I have heart palpitations these days.
So the pharmacist is screaming about gun control and he doesn't want to lose his firearms and he lives in New Hampshire (Live Free or Die) and he's bloody frothing on about mental health and background checks and he doesn't directly mention it but he's thrown HIPPA under the bus and a good part of the gun toting population has thrown HIPPA under the bus and I'm thinking, peeps, it's not me you should be afraid of. I'm in the system but I'm well cared for. Last I checked 2.6% of the American population has been diagnosed with this particular neurological anomaly (I'm running out of words to use in place of disorder); what's the percentage that has NOT been diagnosed because of the stigma OR because, quite honestly, most of us just don't recognize the symptoms? As a whole, we don't even know what it means. We know what we've seen on television, we know what those horrible mental health commercials showed us a couple of years ago (oh, that threw us back a couple of decades), but we don't really know what it means. Even if we picked up a couple of the books off the shelf written by or for the layperson, we still don't know. We'd have to be willing to pick up the definitive source and wallow through that and only THEN would we start looking around at the people in our lives, and even ourselves and start saying, oh, holy shit. And then we might ask ourselves, is this really an anomaly or is this a facet of the human condition?

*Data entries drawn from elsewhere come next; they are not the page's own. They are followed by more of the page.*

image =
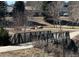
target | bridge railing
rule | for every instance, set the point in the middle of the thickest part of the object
(47, 36)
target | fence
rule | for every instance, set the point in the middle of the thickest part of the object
(48, 36)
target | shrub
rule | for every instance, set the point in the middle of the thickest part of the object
(4, 37)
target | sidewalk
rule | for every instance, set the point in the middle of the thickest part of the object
(12, 48)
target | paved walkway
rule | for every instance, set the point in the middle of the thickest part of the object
(12, 48)
(73, 34)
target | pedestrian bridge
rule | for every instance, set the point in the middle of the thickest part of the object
(73, 34)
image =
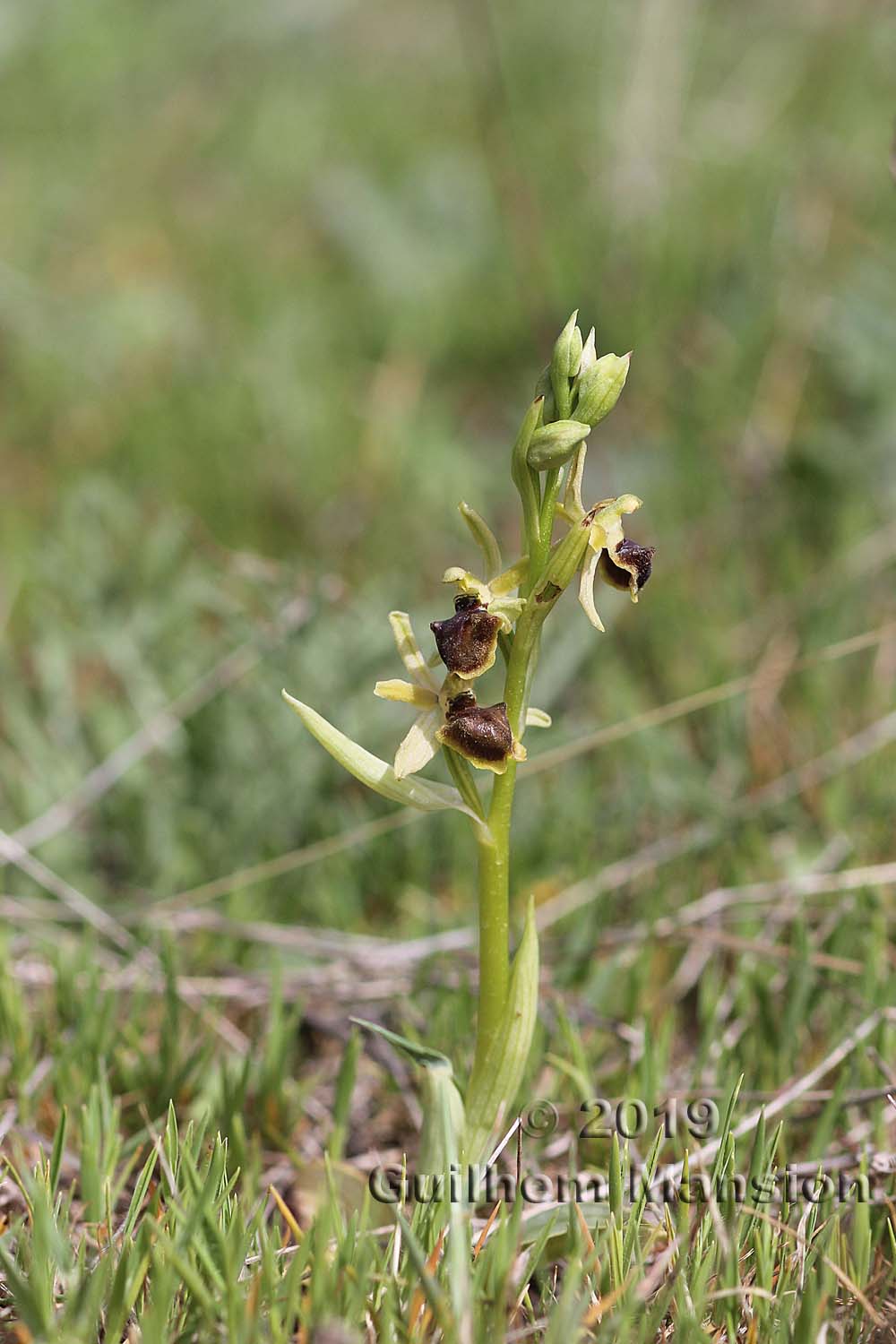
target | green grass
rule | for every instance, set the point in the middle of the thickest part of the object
(276, 285)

So how do we define a mental health issue? Timothy McVeigh, one of our best known American Terrorists (not a gun user) was never diagnosed with anything and it wasn't for lack of trying. He's classified as a 'Lone Wolf Terrorist'.

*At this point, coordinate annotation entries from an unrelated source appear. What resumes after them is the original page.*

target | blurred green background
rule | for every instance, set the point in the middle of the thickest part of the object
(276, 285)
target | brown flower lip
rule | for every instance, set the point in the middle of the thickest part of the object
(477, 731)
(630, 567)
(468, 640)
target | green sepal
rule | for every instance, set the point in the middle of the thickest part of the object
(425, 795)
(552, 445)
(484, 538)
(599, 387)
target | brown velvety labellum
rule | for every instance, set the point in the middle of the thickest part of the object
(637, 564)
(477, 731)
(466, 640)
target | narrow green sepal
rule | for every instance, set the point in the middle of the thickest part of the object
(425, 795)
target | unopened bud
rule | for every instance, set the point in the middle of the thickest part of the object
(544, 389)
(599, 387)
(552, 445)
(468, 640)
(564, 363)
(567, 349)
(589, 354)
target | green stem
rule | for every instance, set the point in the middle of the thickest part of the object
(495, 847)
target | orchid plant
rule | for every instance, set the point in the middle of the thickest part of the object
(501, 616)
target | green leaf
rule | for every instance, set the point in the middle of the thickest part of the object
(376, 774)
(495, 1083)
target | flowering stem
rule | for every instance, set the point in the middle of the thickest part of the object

Adam Lanza was right in my backyard. I'm ten miles from Sandy Hook and I'm not really prepared to tell you how that affected my community or Elizabeth at this point but you can probably extrapolate. A taste: the community SHUT DOWN. Children were sent home. I only found out because I happened to glance at my phone (verboten) during a company Christmas lunch in White Plains - 40 minutes away and shot the hell out of there. There was no way I was going to make it home in time to catch that school bus when it stopped in front of my house. She was twelve years old. I talked to her all the way home. She locked the front door behind her, barricaded herself in my room and cowered, wedged into the back corner of my closet until I pulled her quaking body out of the dark.
Adam Lanza: Maybe on the Spectrum, anxiety, OCD, and anorexia? Also, labeled possibly gifted by the school system. Dysfunctional relationships with family members. How the hell do you track that?
Columbine. I can't even.
So I have an issue with the mental health angle. I can see people's rights being turned inside out, I can see large chunks of the population being rounded up and (I don't know) and then I can see large chunks of the population running around wreaking the same general havoc we've been wreaking since the dawn of time. We're just pointing fingers, that's all. It makes us feel better or it makes us feel like we might be doing something and we might not lose our guns if we do that. OK. That's fine. It's just not going to fix a damn thing.
I should not have engaged the pharmacist. I engaged him because he posted untruths and I shredded him for it. Twenty minutes later I shredded someone else who posted an entire string of inappropriate comments on the photograph of a dead teacher. Inappropriate and inaccurate. I published links.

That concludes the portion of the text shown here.